Starchaser: The Legend of Orin
Entry updated 13 March 2023. Tagged: Film.
US/South Korean animated film (1985). Young Sung Production Co. Ltd.. Directed by Steven Hahn. Written by Jeffrey Scott. Voice cast include Carmen Argenziano, Tyke Caravelli, Joe Colligan, Anthony De Longis, Noelle North, Les Tremayne and Thomas H. Watkins. 101 minutes. Colour.

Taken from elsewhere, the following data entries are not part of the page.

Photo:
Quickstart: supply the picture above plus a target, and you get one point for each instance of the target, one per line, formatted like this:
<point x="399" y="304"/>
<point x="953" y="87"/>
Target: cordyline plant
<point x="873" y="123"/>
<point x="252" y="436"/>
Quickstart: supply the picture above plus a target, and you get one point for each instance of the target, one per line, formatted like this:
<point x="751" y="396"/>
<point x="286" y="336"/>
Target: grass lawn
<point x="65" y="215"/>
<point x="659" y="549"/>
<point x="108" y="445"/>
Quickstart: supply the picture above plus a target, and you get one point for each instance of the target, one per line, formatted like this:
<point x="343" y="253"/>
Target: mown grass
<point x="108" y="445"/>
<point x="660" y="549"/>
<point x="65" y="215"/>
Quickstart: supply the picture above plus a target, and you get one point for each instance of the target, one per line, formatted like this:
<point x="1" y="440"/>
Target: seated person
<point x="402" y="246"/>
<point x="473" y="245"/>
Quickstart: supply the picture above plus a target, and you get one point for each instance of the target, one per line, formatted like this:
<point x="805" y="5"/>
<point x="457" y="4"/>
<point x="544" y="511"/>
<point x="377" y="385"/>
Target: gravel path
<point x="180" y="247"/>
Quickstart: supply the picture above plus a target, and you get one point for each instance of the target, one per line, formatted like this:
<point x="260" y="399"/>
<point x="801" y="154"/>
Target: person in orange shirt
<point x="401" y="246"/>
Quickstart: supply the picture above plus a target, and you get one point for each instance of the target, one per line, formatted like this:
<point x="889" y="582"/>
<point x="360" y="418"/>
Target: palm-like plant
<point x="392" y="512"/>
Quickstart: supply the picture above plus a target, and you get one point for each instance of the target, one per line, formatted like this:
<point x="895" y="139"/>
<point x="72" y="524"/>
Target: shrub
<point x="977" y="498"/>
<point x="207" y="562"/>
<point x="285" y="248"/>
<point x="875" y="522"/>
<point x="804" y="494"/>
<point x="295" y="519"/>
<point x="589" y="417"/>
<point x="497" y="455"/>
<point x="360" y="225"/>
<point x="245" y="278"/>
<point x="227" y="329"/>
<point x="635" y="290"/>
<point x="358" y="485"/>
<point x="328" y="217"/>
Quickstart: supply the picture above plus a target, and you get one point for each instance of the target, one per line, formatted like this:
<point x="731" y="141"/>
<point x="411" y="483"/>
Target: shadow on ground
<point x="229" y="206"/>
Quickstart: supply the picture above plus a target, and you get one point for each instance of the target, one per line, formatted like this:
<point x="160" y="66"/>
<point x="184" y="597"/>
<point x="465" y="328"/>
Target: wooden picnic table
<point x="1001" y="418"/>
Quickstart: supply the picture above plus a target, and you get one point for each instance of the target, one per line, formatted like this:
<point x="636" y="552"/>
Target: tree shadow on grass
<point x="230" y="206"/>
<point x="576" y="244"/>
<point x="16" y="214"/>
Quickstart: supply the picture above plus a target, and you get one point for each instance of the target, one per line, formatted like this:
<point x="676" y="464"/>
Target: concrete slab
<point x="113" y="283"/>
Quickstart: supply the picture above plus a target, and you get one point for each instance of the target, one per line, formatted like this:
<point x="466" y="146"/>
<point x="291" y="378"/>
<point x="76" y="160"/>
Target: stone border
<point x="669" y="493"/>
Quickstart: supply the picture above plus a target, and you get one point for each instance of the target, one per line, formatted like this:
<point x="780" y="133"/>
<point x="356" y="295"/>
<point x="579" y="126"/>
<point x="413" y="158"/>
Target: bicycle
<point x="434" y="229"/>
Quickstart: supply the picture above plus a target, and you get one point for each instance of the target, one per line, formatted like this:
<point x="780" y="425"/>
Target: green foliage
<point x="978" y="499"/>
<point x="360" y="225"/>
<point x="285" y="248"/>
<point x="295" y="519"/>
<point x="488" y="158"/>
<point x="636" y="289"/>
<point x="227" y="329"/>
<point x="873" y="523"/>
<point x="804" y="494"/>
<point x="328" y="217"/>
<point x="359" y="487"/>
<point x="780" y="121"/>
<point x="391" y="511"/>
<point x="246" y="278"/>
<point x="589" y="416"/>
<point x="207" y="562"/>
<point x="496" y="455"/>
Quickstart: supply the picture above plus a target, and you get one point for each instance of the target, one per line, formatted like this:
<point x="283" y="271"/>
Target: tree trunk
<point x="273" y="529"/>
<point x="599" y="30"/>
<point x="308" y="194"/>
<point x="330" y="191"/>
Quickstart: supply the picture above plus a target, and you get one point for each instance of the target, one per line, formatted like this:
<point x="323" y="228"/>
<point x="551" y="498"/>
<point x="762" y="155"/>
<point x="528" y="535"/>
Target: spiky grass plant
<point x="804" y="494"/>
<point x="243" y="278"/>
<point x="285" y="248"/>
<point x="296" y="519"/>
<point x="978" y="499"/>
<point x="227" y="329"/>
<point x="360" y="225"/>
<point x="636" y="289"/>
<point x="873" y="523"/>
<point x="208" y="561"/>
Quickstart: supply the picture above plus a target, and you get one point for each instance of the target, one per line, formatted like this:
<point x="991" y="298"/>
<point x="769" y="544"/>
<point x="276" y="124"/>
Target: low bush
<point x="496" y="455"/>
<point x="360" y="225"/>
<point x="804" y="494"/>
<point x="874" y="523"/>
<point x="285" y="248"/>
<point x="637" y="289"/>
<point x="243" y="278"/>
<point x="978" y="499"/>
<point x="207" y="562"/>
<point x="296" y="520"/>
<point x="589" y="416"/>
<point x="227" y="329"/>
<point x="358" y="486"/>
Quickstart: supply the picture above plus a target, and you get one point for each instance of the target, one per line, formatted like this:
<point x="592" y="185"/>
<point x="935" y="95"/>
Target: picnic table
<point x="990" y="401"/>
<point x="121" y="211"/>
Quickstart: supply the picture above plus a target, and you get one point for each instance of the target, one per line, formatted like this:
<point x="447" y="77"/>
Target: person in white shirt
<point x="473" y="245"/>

The slaves (see Slavery) who dig for crystals in planet Trinia's mines are told by the god Zygon (De Longis) that this is the only world and Hell exists above them: they are urged to "dig harder or die" whilst overseen by cruel electric whip-wielding Robots. Then one day young Orin (Colligan), finds a sword that plays a message from a long-bearded white-robed old man who assures any listener that there is a universe above the mines to which they can escape, for "he who possesses this sword possesses the power of Truth: find the blade and you will find your freedom" ... at which point the blade vanishes (though. whenever convenient, the hilt still produces an invisible blade able to cut through metal). Orin and his girlfriend Elan (North) exhort their fellow slaves to seek this universe, but most believe the teachings of the mine's Religion: in the end only the pair leave. They enter the crystal processing plant, to be confronted by Zygon – revealed not to be a god but a mauve skinned humanoid – who kills Elan, though Orin manages to reach the surface. He escapes from a group of Mandroids – decomposing Cyborgs who see him as a source of spare parts ("I want his hair") – and is found by cigar-smoking smuggler Dagg (Argenziano, doing a Humphrey Bogart impression), who takes him to his Spaceship, where he also meets Arthur (Tremayne), the ship's highly-strung Computer. A glowing light begins to hang around Orin: he calls it Starfly. Foiled in an attempt to steal crystals, Dagg is forced to retreat using "fembot" office worker Silica (Caravelli) as a shield; after learning Silica's personality circuits are in her backside, Dagg re-programmes her to love him. Arriving on the planet Bordogon, Dagg goes to a city of thieves where he dumps Orin and sells Silica to a slaver – but circumstances reunite them and they have to flee.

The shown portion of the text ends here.